For each of the first three settings, evaluate your residuals for bias and variance. Let's find who has the best model.

For my `g`

model:

```
mean(resid, data = g)
```

```
## [1] 1.172
```

```
var(resid, data = g)
```

```
## [1] 6.292
```

Write down the bias and variance for each person's model in sorted order (order by variance).

The models for each setting differ from person to person in the class depending on the **parameters** that we choose.

We can pick the “best” model for the class by picking the one with the smallest bias and variance.

**Fitting** is the process of doing this automatically.

The `mm()`

function will fit models in one step. You specify the response and explanatory variables and the data you want to use in fitting the model.

```
mod1 = mm(height ~ sex, data = g)
mod2 = mm(Age ~ Race, data = m)
mod3 = mm(Cost ~ Age, data = i)
```

We can't fit the smoking data this way because the outcomes aren't quantitative. So the subtraction that we use in defining the residuals doesn't apply.

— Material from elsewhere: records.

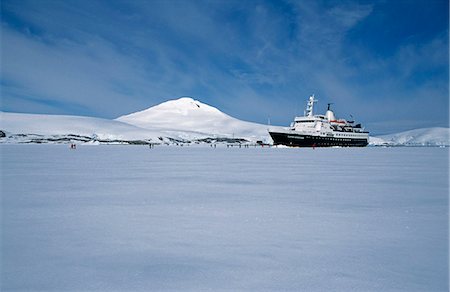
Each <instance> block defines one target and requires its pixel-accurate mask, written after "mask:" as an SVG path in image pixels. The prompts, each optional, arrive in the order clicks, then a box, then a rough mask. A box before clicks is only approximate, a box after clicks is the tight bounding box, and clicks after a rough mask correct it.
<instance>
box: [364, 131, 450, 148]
mask: <svg viewBox="0 0 450 292" xmlns="http://www.w3.org/2000/svg"><path fill="white" fill-rule="evenodd" d="M449 137H450V129H449V128H441V127H435V128H423V129H415V130H410V131H405V132H401V133H396V134H389V135H382V136H379V137H371V138H370V145H375V146H377V145H390V146H399V145H401V146H449V145H450V142H449Z"/></svg>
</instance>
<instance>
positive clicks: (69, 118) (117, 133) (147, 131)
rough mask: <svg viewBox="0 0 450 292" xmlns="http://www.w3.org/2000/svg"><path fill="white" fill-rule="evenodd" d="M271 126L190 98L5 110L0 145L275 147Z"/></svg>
mask: <svg viewBox="0 0 450 292" xmlns="http://www.w3.org/2000/svg"><path fill="white" fill-rule="evenodd" d="M267 128H268V126H266V125H263V124H257V123H251V122H245V121H241V120H238V119H235V118H233V117H231V116H229V115H227V114H224V113H223V112H221V111H220V110H218V109H217V108H215V107H212V106H210V105H207V104H204V103H201V102H200V101H197V100H194V99H192V98H189V97H183V98H180V99H176V100H169V101H167V102H164V103H161V104H159V105H156V106H153V107H150V108H148V109H146V110H143V111H140V112H136V113H132V114H129V115H125V116H121V117H119V118H117V119H115V120H108V119H100V118H92V117H80V116H65V115H41V114H19V113H5V112H0V131H1V132H0V143H70V142H77V143H91V144H92V143H94V144H99V143H105V144H112V143H122V144H153V143H157V144H160V143H164V144H180V143H181V144H184V143H188V144H189V143H216V142H219V143H255V142H257V141H262V142H265V143H271V142H272V141H271V139H270V137H269V134H268V131H267ZM271 128H273V126H271ZM449 136H450V129H449V128H437V127H436V128H423V129H416V130H411V131H406V132H401V133H397V134H390V135H383V136H377V137H370V139H369V145H370V146H449V145H450V142H449Z"/></svg>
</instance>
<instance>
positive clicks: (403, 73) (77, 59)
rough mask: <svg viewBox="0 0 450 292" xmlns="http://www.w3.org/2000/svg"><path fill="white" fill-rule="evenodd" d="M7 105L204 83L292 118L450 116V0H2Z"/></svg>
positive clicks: (109, 107) (94, 97) (157, 102)
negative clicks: (145, 0) (52, 0)
mask: <svg viewBox="0 0 450 292" xmlns="http://www.w3.org/2000/svg"><path fill="white" fill-rule="evenodd" d="M1 8H2V10H1V16H2V17H1V22H2V24H1V49H2V50H1V95H2V96H1V106H0V110H2V111H10V112H27V113H51V114H71V115H86V116H96V117H103V118H116V117H118V116H120V115H124V114H128V113H131V112H135V111H138V110H142V109H145V108H148V107H150V106H153V105H155V104H158V103H160V102H163V101H166V100H169V99H174V98H178V97H181V96H192V97H194V98H195V99H198V100H200V101H202V102H205V103H208V104H210V105H213V106H215V107H218V108H219V109H221V110H222V111H224V112H226V113H227V114H229V115H232V116H234V117H236V118H239V119H243V120H248V121H253V122H259V123H267V120H268V118H269V117H270V120H271V123H272V124H277V125H288V124H289V123H290V121H291V119H292V118H293V116H294V115H296V114H302V113H303V110H304V106H305V102H306V99H307V98H308V96H309V95H310V94H312V93H314V94H315V95H316V97H317V98H318V99H319V104H318V106H317V110H318V111H320V112H322V111H324V110H325V108H326V104H327V103H328V102H333V103H334V108H335V112H336V114H337V115H338V116H340V117H342V118H348V117H349V116H350V115H353V116H354V117H355V119H357V120H358V121H360V122H362V123H363V124H364V125H365V126H366V128H368V130H370V131H371V132H372V133H374V134H382V133H390V132H396V131H402V130H408V129H414V128H420V127H431V126H448V112H449V96H448V94H449V89H448V81H449V73H448V64H449V62H448V49H449V45H448V33H449V31H448V26H449V16H448V11H449V7H448V1H447V0H427V1H414V0H395V1H394V0H392V1H362V0H360V1H316V0H313V1H305V0H302V1H258V0H252V1H233V0H227V1H225V0H223V1H221V0H214V1H200V0H195V1H194V0H192V1H188V0H183V1H181V0H180V1H178V0H164V1H138V0H133V1H106V0H105V1H83V0H76V1H70V0H67V1H59V0H58V1H46V0H40V1H37V0H34V1H26V0H23V1H8V0H2V1H1Z"/></svg>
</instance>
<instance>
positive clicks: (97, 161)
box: [0, 145, 448, 291]
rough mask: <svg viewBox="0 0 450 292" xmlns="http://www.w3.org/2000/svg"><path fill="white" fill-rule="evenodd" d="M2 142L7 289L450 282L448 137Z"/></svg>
mask: <svg viewBox="0 0 450 292" xmlns="http://www.w3.org/2000/svg"><path fill="white" fill-rule="evenodd" d="M0 150H1V157H2V161H1V170H2V189H1V194H2V195H1V196H2V203H1V206H2V209H1V211H2V222H1V230H2V237H1V239H2V240H1V241H2V247H1V263H2V270H1V290H2V291H10V290H25V291H31V290H55V291H63V290H83V291H86V290H103V291H111V290H122V291H123V290H128V291H130V290H131V291H136V290H142V291H149V290H176V291H180V290H191V291H199V290H231V291H239V290H251V291H274V290H278V291H280V290H281V291H392V290H395V291H448V149H443V148H340V149H339V148H338V149H334V148H333V149H330V148H329V149H315V150H312V149H290V148H288V149H275V148H270V149H268V148H248V149H247V148H242V149H239V148H216V149H214V148H209V147H204V148H193V147H156V148H154V149H149V148H147V147H143V146H96V147H88V146H80V147H78V149H77V150H70V149H68V147H67V146H65V145H1V146H0Z"/></svg>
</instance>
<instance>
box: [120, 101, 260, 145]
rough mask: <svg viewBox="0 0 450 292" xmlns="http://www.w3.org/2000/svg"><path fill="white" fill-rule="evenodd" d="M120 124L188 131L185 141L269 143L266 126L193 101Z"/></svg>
mask: <svg viewBox="0 0 450 292" xmlns="http://www.w3.org/2000/svg"><path fill="white" fill-rule="evenodd" d="M116 120H117V121H120V122H124V123H128V124H130V125H134V126H138V127H141V128H159V129H164V130H169V131H174V130H176V131H184V132H185V133H184V135H183V136H184V138H185V139H197V138H199V137H198V136H199V135H201V136H218V137H228V138H236V137H239V138H243V139H246V140H249V141H256V140H268V139H269V135H268V133H267V126H266V125H262V124H257V123H251V122H245V121H241V120H238V119H235V118H233V117H230V116H229V115H227V114H224V113H223V112H221V111H220V110H218V109H217V108H215V107H212V106H210V105H207V104H204V103H201V102H200V101H198V100H194V99H192V98H190V97H182V98H179V99H176V100H169V101H166V102H163V103H161V104H159V105H156V106H153V107H150V108H148V109H146V110H143V111H140V112H136V113H132V114H129V115H125V116H121V117H119V118H117V119H116ZM186 132H190V134H187V133H186Z"/></svg>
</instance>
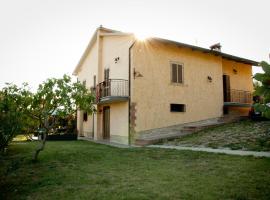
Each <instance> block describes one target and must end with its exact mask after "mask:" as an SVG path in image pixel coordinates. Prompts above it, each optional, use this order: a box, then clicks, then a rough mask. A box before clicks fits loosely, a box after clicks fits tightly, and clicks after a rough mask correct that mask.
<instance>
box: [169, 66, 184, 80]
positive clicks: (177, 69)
mask: <svg viewBox="0 0 270 200" xmlns="http://www.w3.org/2000/svg"><path fill="white" fill-rule="evenodd" d="M171 68H172V69H171V73H172V74H171V81H172V83H183V65H180V64H176V63H172V64H171Z"/></svg>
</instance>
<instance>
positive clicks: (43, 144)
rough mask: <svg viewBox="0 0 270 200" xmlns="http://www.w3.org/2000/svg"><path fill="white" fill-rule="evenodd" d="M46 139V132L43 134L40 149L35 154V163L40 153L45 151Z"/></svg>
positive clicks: (44, 132)
mask: <svg viewBox="0 0 270 200" xmlns="http://www.w3.org/2000/svg"><path fill="white" fill-rule="evenodd" d="M46 137H47V132H44V133H43V138H42V142H41V144H40V145H39V147H38V148H37V149H36V152H35V154H34V157H33V161H34V162H36V161H37V159H38V155H39V153H40V152H41V151H42V150H43V149H44V147H45V144H46Z"/></svg>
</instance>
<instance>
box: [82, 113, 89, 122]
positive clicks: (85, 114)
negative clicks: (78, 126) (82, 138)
mask: <svg viewBox="0 0 270 200" xmlns="http://www.w3.org/2000/svg"><path fill="white" fill-rule="evenodd" d="M87 117H88V116H87V112H84V113H83V121H85V122H87Z"/></svg>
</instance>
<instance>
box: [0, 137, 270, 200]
mask: <svg viewBox="0 0 270 200" xmlns="http://www.w3.org/2000/svg"><path fill="white" fill-rule="evenodd" d="M36 145H37V144H36V142H14V143H12V144H11V145H10V148H9V151H8V153H7V155H1V157H0V166H1V168H0V188H1V191H0V199H110V200H111V199H117V200H119V199H140V200H141V199H269V197H270V159H267V158H254V157H241V156H229V155H222V154H211V153H200V152H192V151H177V150H169V149H153V148H132V149H118V148H114V147H109V146H105V145H100V144H95V143H91V142H86V141H69V142H47V144H46V149H45V151H44V152H42V153H41V154H40V157H39V162H37V163H32V162H31V157H32V154H33V151H34V149H35V147H36Z"/></svg>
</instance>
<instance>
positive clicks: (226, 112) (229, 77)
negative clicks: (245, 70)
mask: <svg viewBox="0 0 270 200" xmlns="http://www.w3.org/2000/svg"><path fill="white" fill-rule="evenodd" d="M223 101H224V102H230V101H231V86H230V76H229V75H225V74H224V75H223ZM223 114H225V115H226V114H229V108H228V107H227V106H223Z"/></svg>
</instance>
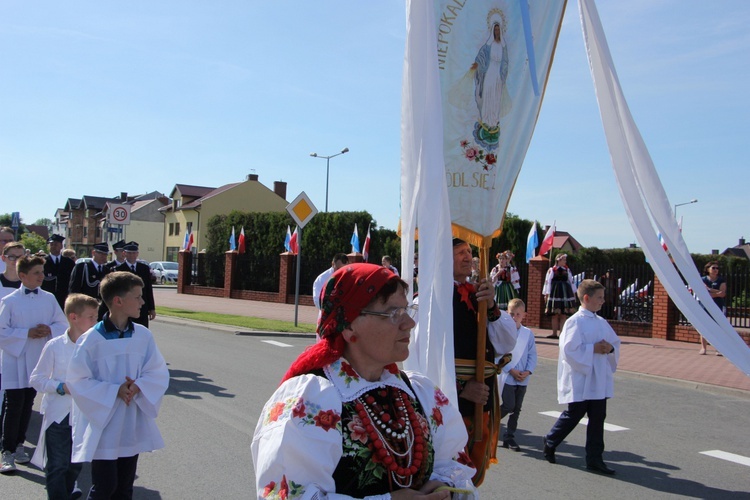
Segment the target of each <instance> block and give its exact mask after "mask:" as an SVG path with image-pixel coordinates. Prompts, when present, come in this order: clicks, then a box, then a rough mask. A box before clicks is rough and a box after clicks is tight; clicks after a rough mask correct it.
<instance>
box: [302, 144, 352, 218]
mask: <svg viewBox="0 0 750 500" xmlns="http://www.w3.org/2000/svg"><path fill="white" fill-rule="evenodd" d="M348 152H349V148H344V149H342V150H341V152H340V153H336V154H335V155H331V156H323V155H319V154H318V153H310V156H312V157H313V158H325V160H326V212H328V172H329V167H330V165H331V158H335V157H337V156H339V155H342V154H344V153H348Z"/></svg>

How does the bias and variance of the residuals in the fitted models compare to the models that you just made up.

CONCLUSION: It makes sense to fit models rather than just make them up when you have a choice.

Comparing the fitted parameters gives us a way to quantify the **effect size**.

Another way to quantify the effect size is to look at the variance of the **fitted model values**.

See if you can find a relationship between the variance of the fitted model values, the variance of the residuals, and the variance of the response variable.

Use `mm()`

to fit wage against both sex and sector in the CPS85 data. Explain the structure of the results.

We'll be able to fit models beyond the groupwise models, including quantitative explanatory variables. For instance:

```
lm(Cost ~ Sex + Age + Coverage, data = i)
```

```
##
## Call:
## lm(formula = Cost ~ Sex + Age + Coverage, data = i)
##
## Coefficients:
## (Intercept) SexM Age Coverage
## -200.54 10.23 3.35 1.82
```

Show that the variance of residuals goes down as you add more terms.